5. M. B soutient avoir sollicité du préfet du Puy-de-Dôme, en juillet 2023, le renouvellement de sa carte de séjour pluriannuelle valable du 2 août 2021 au 1er août 2023 et ne jamais avoir été mis en possession de récépissés de demande de renouvellement de titre de séjour. Il produit, au soutien de ses allégations, un formulaire de dossier de demande de délivrance de titre de séjour complété à la main et mentionnant qu'il a été fait " à Clermont-Ferrand le 16/ ", sans plus de précisions, ainsi que l'accusé de réception par la préfecture du

Puy-de-Dôme, le 18 juillet 2023, d'un courrier qu'il lui a adressé. Toutefois, aucun élément du dossier ne permet de considérer que l'éventuel dossier de demande de titre de séjour qu'il a présenté était complet et justifiait que le préfet lui délivre un récépissé de demande de titre de séjour. Dans ces conditions, le requérant n'est pas fondé à soutenir qu'une décision implicite de rejet de sa demande est née à l'expiration du délai de quatre mois en application des dispositions combinées des articles R. 432-1 et R. 432-2 du code de l'entrée et du séjour des étrangers et du droit d'asile. Par suite, les conclusions de la requête de M. B tendant à la suspension de l'exécution d'une décision implicite de rejet dont l'existence n'est pas établie sont manifestement irrecevables.

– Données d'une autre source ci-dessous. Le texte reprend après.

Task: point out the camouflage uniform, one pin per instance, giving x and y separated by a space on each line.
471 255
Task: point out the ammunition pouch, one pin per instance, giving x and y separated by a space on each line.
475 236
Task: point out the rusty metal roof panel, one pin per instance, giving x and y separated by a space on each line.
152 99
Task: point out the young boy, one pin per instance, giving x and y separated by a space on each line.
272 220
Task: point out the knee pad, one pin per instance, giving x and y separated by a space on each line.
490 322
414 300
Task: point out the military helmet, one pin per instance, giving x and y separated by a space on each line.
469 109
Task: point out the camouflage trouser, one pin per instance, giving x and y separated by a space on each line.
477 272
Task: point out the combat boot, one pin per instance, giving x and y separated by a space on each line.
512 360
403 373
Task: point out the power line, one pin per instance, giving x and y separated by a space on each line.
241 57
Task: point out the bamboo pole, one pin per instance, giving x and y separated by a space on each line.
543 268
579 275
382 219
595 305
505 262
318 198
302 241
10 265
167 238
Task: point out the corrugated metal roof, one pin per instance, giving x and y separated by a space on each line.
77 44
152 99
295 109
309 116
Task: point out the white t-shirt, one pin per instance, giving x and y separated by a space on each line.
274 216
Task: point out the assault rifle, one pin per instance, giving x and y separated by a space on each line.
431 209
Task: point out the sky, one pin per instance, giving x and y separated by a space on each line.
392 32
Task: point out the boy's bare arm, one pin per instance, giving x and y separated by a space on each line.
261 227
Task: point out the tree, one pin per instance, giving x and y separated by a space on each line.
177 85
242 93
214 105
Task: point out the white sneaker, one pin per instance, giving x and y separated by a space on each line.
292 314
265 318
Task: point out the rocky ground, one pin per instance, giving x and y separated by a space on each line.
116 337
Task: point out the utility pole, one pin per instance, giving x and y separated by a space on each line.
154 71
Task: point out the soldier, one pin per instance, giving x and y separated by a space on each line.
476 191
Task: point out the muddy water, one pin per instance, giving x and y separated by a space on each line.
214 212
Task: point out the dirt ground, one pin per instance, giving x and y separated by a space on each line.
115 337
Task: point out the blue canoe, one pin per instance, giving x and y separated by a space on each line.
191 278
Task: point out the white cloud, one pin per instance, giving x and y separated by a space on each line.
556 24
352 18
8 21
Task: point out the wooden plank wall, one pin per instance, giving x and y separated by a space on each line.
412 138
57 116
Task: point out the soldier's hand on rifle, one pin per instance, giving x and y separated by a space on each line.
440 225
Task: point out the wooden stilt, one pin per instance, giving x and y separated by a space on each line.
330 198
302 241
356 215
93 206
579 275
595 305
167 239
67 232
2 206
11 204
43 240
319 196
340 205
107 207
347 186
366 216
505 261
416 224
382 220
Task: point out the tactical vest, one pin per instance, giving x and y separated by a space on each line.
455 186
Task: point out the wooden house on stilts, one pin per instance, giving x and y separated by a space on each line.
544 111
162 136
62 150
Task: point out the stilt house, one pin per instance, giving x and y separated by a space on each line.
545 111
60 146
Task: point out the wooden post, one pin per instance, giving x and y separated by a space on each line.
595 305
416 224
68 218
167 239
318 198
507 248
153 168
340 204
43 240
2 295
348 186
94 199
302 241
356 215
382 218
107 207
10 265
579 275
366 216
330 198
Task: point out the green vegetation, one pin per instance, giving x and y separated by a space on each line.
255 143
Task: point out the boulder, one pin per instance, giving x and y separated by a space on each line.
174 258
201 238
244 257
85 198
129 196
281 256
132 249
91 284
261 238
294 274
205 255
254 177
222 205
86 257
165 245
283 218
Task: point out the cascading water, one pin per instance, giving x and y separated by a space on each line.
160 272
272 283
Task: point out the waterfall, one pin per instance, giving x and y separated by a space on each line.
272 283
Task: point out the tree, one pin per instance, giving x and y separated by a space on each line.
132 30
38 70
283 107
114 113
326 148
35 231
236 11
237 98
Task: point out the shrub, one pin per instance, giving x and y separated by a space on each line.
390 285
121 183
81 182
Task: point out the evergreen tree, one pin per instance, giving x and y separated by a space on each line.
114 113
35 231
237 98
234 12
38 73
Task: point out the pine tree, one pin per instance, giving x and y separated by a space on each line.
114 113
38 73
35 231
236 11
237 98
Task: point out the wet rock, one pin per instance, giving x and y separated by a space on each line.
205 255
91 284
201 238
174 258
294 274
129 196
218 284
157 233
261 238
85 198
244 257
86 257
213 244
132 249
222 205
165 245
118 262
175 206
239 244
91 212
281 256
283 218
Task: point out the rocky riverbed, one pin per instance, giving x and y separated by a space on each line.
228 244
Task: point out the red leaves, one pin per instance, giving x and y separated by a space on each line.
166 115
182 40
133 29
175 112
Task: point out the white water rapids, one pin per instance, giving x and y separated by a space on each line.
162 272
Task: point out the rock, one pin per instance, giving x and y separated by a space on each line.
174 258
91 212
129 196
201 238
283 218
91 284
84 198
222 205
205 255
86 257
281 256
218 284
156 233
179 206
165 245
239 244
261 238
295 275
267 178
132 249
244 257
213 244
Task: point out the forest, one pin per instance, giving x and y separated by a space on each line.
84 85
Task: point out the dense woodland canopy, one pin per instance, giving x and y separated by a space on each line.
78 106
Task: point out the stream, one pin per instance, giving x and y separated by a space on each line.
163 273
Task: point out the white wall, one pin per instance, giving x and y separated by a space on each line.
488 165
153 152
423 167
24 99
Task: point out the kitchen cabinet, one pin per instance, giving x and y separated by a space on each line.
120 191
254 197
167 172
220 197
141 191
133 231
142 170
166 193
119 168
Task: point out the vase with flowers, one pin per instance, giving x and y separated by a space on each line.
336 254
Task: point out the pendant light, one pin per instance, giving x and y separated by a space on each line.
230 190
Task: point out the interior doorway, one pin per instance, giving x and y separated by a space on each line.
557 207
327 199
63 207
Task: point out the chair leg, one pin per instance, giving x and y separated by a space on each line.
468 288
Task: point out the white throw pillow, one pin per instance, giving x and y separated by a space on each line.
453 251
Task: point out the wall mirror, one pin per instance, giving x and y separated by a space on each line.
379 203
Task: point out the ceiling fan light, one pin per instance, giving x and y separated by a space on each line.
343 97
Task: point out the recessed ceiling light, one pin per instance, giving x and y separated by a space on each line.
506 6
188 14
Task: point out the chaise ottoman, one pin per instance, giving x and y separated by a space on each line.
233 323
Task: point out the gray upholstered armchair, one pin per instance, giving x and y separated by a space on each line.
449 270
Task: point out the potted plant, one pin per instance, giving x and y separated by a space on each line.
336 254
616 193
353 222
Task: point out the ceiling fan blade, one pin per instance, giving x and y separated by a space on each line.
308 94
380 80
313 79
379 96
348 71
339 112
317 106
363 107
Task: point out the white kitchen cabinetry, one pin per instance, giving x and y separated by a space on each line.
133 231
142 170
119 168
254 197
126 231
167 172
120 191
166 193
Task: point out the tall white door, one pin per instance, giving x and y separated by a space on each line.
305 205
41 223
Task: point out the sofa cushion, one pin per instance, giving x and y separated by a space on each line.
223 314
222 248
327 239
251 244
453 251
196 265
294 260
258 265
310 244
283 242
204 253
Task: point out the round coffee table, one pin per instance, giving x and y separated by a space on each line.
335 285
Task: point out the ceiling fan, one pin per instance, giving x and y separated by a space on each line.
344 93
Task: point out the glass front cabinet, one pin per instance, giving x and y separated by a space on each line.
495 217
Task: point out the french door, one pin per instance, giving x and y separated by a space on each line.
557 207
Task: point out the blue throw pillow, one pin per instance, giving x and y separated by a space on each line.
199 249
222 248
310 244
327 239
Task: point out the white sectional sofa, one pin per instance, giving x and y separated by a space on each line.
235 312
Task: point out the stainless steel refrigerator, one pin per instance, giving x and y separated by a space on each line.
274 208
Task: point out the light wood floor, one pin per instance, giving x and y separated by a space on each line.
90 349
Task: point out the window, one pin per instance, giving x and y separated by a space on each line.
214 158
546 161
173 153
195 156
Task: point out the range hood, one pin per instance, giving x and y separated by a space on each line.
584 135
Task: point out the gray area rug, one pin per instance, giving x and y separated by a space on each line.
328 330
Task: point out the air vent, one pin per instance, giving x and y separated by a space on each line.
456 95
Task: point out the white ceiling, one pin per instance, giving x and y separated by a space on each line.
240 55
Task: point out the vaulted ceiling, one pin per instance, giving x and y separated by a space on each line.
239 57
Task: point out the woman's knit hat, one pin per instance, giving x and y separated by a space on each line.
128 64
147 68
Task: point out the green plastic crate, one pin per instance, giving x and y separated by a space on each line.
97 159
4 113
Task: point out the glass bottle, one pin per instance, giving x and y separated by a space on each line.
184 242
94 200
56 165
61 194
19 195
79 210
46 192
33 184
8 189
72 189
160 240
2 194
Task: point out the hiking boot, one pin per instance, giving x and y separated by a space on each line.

6. Il résulte de ce qui précède que la requête de M. B doit être rejetée selon la procédure prévue par l'article L. 522-3 du code de justice administrative, y compris les conclusions aux fins d'injonction ainsi que celles présentées sur le fondement de l'article

L. 761-1 du code de justice administrative et de l'article 37 de la loi du 10 juillet 1991.

O R D O N N E :

Article 1er : La requête de M. B est rejetée.

Article 2 : La présente ordonnance sera notifiée à M. A B.

Fait à Clermont-Ferrand, le 26 juillet 2024.

Le juge des référés,

L. PANIGHEL

La République mande et ordonne au préfet du Puy-de-Dôme en ce qui le concerne ou à tous commissaires de justice à ce requis en ce qui concerne les voies de droit commun contre les parties privées, de pourvoir à l'exécution de la présente ordonnance.